We start therapy game with you. Ask any of these questions and get answers from THE SCHOOL OF LIFE – EMOTIONAL FIRST AID !

“I can’t sleep”

Try to find the root cause

Rather than immediately medicalising insomnia, we should perhaps try to understand where it springs from in human nature and what it might – in its own confused way – be trying to tell us. In many – though, note, not all – cases, it may go something like this: insomnia is the mind’s revenge for something important we have forgotten to do in the day: namely, think. Most of us do, of course, have a great deal on our minds during the daylight hours, but these tend to be practical, procedural, immediate matters – the sort that keep at bay the larger, deeper questions about direction, purpose and values.

Think philosophically

It’s tempting to think of philosophy as a remote, specialized discipline of relevance to only a few academically minded sorts. But what philosophy really wants from us – which is that we should lead an examined, self-aware life – is in truth a basic necessity for every human being, as vital as water or exercise. So much so that if we don’t regularly do enough philosophy, if we don’t constantly make time to interrogate ourselves, question our plans, explore our talents and think over our relationshis, we will pay a very heavy price. We’ll be stripped of the capacity to carry on our lives with enough rest in our bones.
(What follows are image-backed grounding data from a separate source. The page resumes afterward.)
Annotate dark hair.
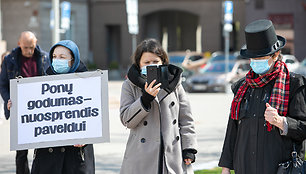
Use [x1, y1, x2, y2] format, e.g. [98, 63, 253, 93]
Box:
[132, 38, 169, 69]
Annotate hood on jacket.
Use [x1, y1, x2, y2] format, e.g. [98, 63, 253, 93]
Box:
[49, 40, 80, 73]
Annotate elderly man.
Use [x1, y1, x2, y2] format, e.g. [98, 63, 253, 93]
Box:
[0, 31, 49, 174]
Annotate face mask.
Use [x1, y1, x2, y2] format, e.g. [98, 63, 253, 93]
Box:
[250, 58, 272, 75]
[52, 59, 71, 73]
[141, 66, 147, 76]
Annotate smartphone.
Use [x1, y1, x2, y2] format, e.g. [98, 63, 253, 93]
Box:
[147, 65, 169, 89]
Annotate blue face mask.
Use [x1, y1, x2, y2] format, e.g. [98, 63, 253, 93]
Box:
[141, 66, 147, 76]
[52, 59, 71, 74]
[250, 58, 272, 75]
[140, 64, 160, 76]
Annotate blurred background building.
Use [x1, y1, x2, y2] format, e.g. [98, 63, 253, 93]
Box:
[88, 0, 246, 75]
[245, 0, 306, 61]
[0, 0, 305, 79]
[0, 0, 89, 65]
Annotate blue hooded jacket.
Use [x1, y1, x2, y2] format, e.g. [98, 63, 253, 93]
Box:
[49, 40, 82, 74]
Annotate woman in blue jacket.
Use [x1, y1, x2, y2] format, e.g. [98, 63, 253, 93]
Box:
[31, 40, 95, 174]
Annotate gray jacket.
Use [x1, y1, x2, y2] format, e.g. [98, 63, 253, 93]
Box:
[119, 64, 197, 174]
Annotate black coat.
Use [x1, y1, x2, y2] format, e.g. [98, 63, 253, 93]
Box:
[31, 61, 95, 174]
[0, 46, 49, 119]
[219, 73, 306, 174]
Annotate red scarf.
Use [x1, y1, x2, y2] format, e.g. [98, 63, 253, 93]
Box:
[230, 60, 290, 131]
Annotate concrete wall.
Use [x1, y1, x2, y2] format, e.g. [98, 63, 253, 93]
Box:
[244, 0, 306, 61]
[2, 0, 40, 51]
[1, 0, 89, 63]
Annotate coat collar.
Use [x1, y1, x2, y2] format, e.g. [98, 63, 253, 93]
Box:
[127, 63, 183, 94]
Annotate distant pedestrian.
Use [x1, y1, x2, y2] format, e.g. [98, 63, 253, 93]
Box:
[119, 38, 197, 174]
[0, 51, 10, 122]
[0, 51, 10, 71]
[31, 40, 95, 174]
[218, 19, 306, 174]
[0, 31, 49, 174]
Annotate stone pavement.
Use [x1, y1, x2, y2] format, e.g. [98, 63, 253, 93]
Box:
[0, 81, 233, 173]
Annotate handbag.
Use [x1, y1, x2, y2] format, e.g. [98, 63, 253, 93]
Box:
[277, 143, 306, 174]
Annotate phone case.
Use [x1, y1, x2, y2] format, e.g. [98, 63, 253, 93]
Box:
[147, 65, 159, 86]
[146, 65, 169, 89]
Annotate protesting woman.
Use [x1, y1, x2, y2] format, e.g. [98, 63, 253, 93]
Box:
[119, 38, 197, 174]
[31, 40, 95, 174]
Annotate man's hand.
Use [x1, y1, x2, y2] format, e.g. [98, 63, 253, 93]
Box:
[7, 99, 11, 110]
[264, 103, 284, 130]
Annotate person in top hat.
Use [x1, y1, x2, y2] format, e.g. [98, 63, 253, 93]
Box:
[218, 19, 306, 174]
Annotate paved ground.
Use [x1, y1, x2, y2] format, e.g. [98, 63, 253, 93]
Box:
[0, 81, 233, 173]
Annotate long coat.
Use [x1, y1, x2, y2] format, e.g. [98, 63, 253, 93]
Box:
[120, 64, 197, 174]
[31, 40, 95, 174]
[219, 73, 306, 174]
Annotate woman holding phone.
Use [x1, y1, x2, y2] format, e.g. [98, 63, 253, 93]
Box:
[119, 38, 197, 174]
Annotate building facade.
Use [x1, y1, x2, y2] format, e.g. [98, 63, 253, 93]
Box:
[1, 0, 89, 63]
[244, 0, 306, 61]
[1, 0, 304, 77]
[88, 0, 246, 75]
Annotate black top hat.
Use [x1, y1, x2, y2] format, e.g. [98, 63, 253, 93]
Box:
[240, 19, 286, 58]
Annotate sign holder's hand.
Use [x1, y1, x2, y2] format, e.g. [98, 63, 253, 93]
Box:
[74, 144, 85, 147]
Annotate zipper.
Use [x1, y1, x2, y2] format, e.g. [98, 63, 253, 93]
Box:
[41, 55, 45, 75]
[80, 147, 85, 161]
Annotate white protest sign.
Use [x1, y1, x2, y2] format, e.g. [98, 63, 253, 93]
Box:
[10, 70, 110, 150]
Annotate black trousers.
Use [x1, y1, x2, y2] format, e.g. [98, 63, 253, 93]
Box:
[16, 150, 30, 174]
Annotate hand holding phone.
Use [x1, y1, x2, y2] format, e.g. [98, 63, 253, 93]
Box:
[146, 65, 169, 89]
[144, 80, 161, 97]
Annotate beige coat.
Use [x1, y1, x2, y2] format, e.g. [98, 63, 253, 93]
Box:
[119, 78, 197, 174]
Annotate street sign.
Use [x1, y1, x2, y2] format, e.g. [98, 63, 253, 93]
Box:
[223, 1, 233, 32]
[126, 0, 139, 35]
[224, 1, 233, 15]
[61, 1, 71, 30]
[223, 1, 233, 93]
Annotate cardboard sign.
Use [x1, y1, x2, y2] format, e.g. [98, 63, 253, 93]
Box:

Work through your issues during the day (rather than at 4am)

So important are some of the questions we need to tackle, something within us – you might call it an inner guardian or conscience – prefers that we should stop deriving all the many obvious benefits of sleep rather than leave a raft of existential issues untreated for much longer.
This points us to a solution to insomnia: not so much a pill, or a special kind of tea, or a long bath, but, principally, more time – in the reasonable hours of the day – for thinking; more time in which there are no demands upon us, and we can at last meditate philosophically. We should systematically examine everything we are concerned about, sift through our regrets, discuss our work with our inner critic, air the tensions of our relationship with our true selves. In short, we should reacquaint ourselves with ourselves.

P.S. I am writing this article at 5:30 am. Thank you for reading!